Today I'm off on a week's holiday, to visit old friends and attend the Byron Bay Writers' Festival. So, no computer and no blogging till I return. This time I've had no difficulty deciding what knitting to take - I'm just hoping I come somewhere near to meeting my knitting expectations. There'll be lots to report on when I get home.

Saturday, August 1, 2009

Pottering around

I love days when I can just potter around...days when I have no commitments and I can idly move from one activity to the other. Of course, there were many things I could and probably should have been doing, such as supermarketing, cleaning, or preparing my tax return, but I've chosen to do none of these.

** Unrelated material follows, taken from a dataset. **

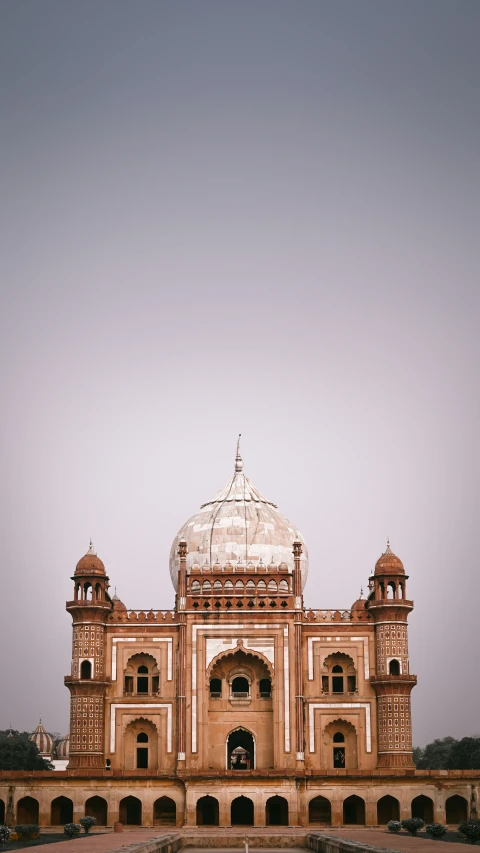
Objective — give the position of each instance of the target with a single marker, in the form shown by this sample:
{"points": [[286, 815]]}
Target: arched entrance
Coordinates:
{"points": [[207, 811], [97, 807], [61, 811], [388, 808], [320, 811], [276, 811], [164, 812], [130, 811], [354, 810], [456, 809], [422, 806], [27, 810], [240, 750], [241, 812]]}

Over the last few days I've had an urge to make another small shawl (I'm absolutely refusing to use the ugly word 'shawlette'). I wear my small Ishbel frequently. It's a wonderful buffer against the rather severe air-conditioning of my office and just enough decoration for plain clothes. So I've been looking at patterns on Ravelry and weighing my options. Initially I thought I wanted to make something silky and light, but (predictably) I found I was attracted to simpler, slightly heavier shawls. Eventually I decided on LaLa's Simple Shawl, significantly influenced by Mustaa Villaa's recent adaptation. I went searching through my store of yarn, and the choice was again predictable. I rediscovered a skein of Kauni - a Danish yarn with the same slightly prickly texture of Shetland yarns. I love the fabric these yarns produce and I find the slight prickliness is offset by the way scarves made from these yarns fall and cling to your clothes when you wear them.

So, I pottered around to assemble pattern, yarn and needles and cast on to begin knitting the small shawl. The yarn's in a wonderfully retro combination of blue and brown.

blue shawl

By mid-morning I pottered off to have coffee with some of my neighbours at the local French patisserie.


There is a standing arrangement that anyone who is around about mid-morning on Saturday can meet at Gwen's for coffee and pastries. A great way to catch up with neighbours and the local gossip. 'Gwen's' is more formally the St Germain Patisserie (corner of Rosehill and Boundary Streets in Redfern if you're interested) and has a great range of traditional French cakes and pastries, cooked on the premises.

Later, I pottered off to All Buttons Great and Small at Newtown for buttons for the Tangled Yoke Cardigan that I hope to finish this weekend.

Button shop

This beautiful shop has such an extensive range of buttons - you can potter around within the shop and continuously discover new and beguiling buttons. Eventually I bought some metal buttons whose finish echoes variations on rust - perfect for the brown tweedy fabric of the cardi.

And then I pottered to SSK at Barmuda in Newtown for more coffee, more knitting on my shawl, and more idle conversation - this time with fellow knitters. I always love the light in the upstairs room at the cafe in which SSK meets. It has a mellow quality that suits the pleasures of knitting.


I'm now home - pottering with this blog post while waiting for my pot of osso bucco to cook slowly. A perfect day.

PS In re-reading this I've realised it sounds like advertisements for my favourite shops. On reflection, I don't mind if it does. These places give me a great deal of pleasure.